Not someone who picked up a camera, a paintbrush, or a pen because they had some free time on a weekend. Not someone who creates when the mood strikes and puts it down when life gets busy. I am writing this for the person who cannot turn it off. The person who is driving somewhere and suddenly their mind is composing a shot, building a scene, hearing a melody, forming a sentence. The person who wakes up thinking about their work and falls asleep the same way. The person who, if they are being completely honest with themselves, knows that this is not just something they enjoy. This is who they are.
If that is you, keep reading. Because this one is for you.

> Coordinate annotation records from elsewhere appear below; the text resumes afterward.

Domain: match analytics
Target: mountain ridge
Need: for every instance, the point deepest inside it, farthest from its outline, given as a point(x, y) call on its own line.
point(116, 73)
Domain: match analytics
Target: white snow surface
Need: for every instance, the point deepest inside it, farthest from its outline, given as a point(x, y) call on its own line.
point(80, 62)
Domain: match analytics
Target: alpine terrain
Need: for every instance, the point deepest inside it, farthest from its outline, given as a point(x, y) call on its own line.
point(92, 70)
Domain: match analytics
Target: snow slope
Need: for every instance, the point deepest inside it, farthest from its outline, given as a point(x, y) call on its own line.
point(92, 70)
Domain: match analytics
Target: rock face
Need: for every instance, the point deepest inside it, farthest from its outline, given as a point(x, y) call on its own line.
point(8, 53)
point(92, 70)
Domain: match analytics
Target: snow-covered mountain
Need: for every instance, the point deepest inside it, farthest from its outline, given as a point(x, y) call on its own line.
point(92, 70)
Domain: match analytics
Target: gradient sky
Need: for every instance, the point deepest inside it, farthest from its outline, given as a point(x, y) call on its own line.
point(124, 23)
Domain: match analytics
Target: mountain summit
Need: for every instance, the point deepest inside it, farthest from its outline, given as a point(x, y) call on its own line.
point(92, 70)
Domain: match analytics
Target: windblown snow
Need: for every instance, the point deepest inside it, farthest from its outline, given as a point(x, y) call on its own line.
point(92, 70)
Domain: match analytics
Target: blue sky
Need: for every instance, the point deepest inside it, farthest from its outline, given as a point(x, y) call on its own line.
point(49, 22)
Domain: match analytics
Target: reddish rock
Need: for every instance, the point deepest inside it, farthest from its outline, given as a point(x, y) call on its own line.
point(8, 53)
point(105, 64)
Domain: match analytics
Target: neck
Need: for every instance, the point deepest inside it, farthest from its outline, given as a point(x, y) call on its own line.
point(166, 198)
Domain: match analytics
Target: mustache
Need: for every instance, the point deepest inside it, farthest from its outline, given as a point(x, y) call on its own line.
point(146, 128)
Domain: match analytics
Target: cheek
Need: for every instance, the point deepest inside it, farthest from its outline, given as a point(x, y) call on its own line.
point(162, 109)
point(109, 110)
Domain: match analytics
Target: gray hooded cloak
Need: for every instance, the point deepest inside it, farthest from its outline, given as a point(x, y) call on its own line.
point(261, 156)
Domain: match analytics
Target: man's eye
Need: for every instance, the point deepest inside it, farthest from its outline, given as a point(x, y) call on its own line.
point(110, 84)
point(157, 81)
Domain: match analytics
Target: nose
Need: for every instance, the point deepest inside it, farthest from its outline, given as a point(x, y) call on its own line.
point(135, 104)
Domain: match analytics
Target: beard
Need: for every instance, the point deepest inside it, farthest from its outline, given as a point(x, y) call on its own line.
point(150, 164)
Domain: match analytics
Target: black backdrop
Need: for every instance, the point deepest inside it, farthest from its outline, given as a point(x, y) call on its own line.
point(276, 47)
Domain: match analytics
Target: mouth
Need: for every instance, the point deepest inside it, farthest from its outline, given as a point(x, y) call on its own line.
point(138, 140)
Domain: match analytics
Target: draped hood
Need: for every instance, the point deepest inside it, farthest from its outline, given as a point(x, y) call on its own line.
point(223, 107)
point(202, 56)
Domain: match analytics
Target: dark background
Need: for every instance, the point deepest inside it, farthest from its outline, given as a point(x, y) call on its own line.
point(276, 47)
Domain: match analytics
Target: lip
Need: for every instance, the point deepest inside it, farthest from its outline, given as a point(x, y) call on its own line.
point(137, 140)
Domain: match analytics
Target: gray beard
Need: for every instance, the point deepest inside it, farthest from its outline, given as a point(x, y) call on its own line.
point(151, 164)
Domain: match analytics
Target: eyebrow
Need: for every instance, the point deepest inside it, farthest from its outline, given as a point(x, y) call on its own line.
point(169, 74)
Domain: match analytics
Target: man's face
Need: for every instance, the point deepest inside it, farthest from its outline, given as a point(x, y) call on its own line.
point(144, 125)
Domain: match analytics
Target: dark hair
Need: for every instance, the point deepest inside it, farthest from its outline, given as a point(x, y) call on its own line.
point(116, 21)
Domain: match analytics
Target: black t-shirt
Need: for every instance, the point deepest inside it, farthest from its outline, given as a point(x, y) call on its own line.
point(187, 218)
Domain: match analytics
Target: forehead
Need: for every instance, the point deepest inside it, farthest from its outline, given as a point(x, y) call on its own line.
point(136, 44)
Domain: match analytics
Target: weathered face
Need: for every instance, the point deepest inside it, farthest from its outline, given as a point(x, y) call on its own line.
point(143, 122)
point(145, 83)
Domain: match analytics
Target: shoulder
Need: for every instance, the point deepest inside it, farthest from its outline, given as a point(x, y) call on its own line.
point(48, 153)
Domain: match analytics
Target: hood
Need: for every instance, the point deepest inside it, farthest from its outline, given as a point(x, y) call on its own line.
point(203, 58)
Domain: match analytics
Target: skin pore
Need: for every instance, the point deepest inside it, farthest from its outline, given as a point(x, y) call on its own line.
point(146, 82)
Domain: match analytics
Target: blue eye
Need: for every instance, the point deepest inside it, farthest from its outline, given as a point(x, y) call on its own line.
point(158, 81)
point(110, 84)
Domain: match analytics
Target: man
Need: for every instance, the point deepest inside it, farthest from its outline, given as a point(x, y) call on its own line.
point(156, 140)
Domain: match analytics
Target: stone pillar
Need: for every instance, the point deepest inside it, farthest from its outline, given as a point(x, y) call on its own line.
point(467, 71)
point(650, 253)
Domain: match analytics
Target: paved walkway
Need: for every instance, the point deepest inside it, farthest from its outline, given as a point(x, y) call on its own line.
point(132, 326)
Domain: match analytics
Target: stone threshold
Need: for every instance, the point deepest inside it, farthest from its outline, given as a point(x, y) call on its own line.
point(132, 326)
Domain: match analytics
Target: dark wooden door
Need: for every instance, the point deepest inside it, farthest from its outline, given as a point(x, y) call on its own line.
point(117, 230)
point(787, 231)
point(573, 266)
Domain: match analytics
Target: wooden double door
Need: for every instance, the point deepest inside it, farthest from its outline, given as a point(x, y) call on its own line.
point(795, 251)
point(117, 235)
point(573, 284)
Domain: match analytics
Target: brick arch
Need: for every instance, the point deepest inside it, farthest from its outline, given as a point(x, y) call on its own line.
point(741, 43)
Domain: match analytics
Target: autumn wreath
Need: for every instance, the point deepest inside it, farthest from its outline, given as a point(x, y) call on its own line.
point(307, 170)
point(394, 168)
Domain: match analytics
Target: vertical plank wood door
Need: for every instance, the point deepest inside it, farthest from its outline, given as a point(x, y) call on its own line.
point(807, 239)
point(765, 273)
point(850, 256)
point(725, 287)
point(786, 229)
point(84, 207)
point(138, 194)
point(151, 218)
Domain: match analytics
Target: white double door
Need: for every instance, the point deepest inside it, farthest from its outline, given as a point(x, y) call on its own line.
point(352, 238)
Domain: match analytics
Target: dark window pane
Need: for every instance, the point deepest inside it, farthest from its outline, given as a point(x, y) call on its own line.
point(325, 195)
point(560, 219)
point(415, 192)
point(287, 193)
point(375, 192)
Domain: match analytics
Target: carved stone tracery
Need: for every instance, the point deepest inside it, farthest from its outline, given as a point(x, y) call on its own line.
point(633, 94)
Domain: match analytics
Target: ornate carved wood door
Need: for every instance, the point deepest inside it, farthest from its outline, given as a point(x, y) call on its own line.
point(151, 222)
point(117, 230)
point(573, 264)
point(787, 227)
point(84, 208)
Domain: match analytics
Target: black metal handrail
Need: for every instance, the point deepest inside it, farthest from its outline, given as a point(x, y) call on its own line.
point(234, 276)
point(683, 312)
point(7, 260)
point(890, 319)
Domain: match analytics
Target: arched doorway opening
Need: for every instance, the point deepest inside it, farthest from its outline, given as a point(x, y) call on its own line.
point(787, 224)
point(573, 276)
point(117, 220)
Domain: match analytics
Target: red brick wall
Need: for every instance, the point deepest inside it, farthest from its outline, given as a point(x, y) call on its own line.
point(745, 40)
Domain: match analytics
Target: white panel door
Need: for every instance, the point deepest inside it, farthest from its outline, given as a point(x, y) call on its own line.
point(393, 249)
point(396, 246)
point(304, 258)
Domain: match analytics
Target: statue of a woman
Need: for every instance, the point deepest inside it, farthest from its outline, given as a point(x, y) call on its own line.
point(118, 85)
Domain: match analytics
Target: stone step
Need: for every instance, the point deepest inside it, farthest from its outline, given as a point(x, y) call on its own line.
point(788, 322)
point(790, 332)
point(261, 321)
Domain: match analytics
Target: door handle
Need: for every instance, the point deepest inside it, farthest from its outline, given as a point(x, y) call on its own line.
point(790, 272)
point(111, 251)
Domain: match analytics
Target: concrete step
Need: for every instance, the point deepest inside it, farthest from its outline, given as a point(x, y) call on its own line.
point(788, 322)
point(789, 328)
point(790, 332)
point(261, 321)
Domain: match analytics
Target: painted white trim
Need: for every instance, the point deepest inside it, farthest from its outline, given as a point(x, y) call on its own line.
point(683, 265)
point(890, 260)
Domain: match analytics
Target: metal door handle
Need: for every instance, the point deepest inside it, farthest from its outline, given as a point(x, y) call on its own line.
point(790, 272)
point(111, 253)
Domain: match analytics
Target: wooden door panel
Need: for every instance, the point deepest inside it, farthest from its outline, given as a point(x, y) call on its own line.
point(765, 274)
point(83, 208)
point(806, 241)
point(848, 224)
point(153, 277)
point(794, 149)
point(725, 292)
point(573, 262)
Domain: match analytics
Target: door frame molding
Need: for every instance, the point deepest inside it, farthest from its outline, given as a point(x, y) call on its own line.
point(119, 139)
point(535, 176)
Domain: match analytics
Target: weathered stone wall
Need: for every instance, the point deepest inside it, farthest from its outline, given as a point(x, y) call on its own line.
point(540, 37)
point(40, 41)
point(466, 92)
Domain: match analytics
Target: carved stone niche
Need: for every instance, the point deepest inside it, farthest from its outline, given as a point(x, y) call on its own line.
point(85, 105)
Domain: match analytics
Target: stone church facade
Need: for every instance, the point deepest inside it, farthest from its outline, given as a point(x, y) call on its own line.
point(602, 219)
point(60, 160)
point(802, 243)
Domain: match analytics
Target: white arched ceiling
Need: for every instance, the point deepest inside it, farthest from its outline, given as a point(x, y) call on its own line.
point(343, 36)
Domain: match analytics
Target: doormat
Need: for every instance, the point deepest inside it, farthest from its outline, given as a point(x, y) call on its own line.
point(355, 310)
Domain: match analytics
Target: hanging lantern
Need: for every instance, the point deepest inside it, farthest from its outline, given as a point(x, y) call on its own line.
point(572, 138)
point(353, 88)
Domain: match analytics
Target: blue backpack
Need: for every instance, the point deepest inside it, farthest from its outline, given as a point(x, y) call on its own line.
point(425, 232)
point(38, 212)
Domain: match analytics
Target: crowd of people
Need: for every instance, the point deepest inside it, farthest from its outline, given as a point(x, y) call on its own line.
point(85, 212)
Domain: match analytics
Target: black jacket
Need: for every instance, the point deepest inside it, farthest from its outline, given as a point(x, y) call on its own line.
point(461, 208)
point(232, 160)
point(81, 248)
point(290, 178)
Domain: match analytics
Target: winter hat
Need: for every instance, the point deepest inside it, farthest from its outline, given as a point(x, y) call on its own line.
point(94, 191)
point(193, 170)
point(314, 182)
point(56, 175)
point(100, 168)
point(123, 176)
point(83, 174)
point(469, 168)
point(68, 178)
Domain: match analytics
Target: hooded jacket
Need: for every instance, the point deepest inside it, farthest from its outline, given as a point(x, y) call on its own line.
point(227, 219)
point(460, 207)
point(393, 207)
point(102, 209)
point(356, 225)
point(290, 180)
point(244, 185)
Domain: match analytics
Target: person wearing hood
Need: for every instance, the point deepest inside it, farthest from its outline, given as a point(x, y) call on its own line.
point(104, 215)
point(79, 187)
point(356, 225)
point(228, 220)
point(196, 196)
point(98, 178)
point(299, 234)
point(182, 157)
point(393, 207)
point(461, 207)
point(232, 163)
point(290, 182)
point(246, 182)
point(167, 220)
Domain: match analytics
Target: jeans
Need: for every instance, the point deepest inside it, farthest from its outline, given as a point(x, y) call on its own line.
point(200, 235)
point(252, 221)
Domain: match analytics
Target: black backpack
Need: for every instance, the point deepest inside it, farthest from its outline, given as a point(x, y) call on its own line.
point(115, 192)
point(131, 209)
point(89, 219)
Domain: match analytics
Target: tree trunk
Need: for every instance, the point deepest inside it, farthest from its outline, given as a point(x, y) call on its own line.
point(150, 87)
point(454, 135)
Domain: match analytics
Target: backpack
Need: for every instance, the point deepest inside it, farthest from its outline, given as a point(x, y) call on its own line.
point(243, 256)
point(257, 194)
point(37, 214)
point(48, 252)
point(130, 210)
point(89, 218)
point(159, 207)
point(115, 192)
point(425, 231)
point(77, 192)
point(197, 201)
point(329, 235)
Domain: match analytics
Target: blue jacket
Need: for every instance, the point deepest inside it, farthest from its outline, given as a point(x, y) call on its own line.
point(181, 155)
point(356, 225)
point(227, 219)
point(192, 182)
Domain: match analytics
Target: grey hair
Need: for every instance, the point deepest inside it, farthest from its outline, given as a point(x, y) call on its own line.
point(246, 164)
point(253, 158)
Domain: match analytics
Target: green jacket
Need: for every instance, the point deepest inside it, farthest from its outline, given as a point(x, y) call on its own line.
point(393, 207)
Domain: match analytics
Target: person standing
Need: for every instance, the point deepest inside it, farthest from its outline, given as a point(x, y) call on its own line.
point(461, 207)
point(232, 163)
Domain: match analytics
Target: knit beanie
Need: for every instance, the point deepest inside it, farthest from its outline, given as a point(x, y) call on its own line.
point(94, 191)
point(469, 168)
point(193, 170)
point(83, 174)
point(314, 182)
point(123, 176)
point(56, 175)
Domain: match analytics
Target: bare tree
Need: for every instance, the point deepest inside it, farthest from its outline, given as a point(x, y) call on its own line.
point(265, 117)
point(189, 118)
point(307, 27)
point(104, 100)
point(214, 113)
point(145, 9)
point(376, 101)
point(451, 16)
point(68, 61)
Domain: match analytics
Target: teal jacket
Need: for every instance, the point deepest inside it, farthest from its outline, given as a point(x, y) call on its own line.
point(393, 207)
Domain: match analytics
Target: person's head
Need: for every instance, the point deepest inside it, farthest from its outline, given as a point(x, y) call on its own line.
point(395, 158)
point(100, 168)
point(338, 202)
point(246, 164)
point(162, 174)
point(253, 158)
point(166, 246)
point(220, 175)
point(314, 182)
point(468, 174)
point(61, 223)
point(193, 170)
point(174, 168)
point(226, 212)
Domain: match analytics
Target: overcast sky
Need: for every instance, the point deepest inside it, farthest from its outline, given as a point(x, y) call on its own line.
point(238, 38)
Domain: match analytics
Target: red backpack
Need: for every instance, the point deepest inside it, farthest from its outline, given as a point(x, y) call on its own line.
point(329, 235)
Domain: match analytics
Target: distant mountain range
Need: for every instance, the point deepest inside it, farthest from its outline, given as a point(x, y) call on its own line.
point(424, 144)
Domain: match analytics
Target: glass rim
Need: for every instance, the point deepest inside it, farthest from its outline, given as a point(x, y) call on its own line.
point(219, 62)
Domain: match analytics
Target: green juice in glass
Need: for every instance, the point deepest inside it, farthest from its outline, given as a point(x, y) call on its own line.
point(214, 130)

I want to be upfront about something before we go any further. I am not writing this from a place of having everything figured out. I am writing this as someone who has lived inside this thing, made every mistake you can make, doubted myself more times than I can count, and kept going anyway. I built a following of over three million people on Instagram through my automotive cinematic films. I work with major brands. I create for a living. But none of that happened because I was the most talented person in the room. It happened because at some point I made a decision that changed everything, and I want to talk about that decision today alongside everything else I wish someone had told me when I was just starting to take this seriously.
The Moment Everything Changes
For a long time, I took creating kind of as a joke. That sounds harsh to say out loud, but it is true. It was something I enjoyed. Something I did because it felt good and people seemed to respond to it. But I was not treating it like a life. I was not treating it like a calling. It was just this thing I did.
Then something shifted. I cannot point to one single day or one single moment, but there came a point where I started thinking about the long term. I started asking myself what this could actually become if I gave it everything. Not just my free hours. Not just when I felt inspired. Everything. My full attention, my full commitment, my full belief.
That was the change. That was what changed everything for me.
When you stop treating your creative work like a hobby and start treating it like the most important work you will ever do, something in your whole approach transforms. The way you spend your time changes. The way you study your craft changes. The way you show up changes. If you have not had that moment yet, I want this article to be it for you.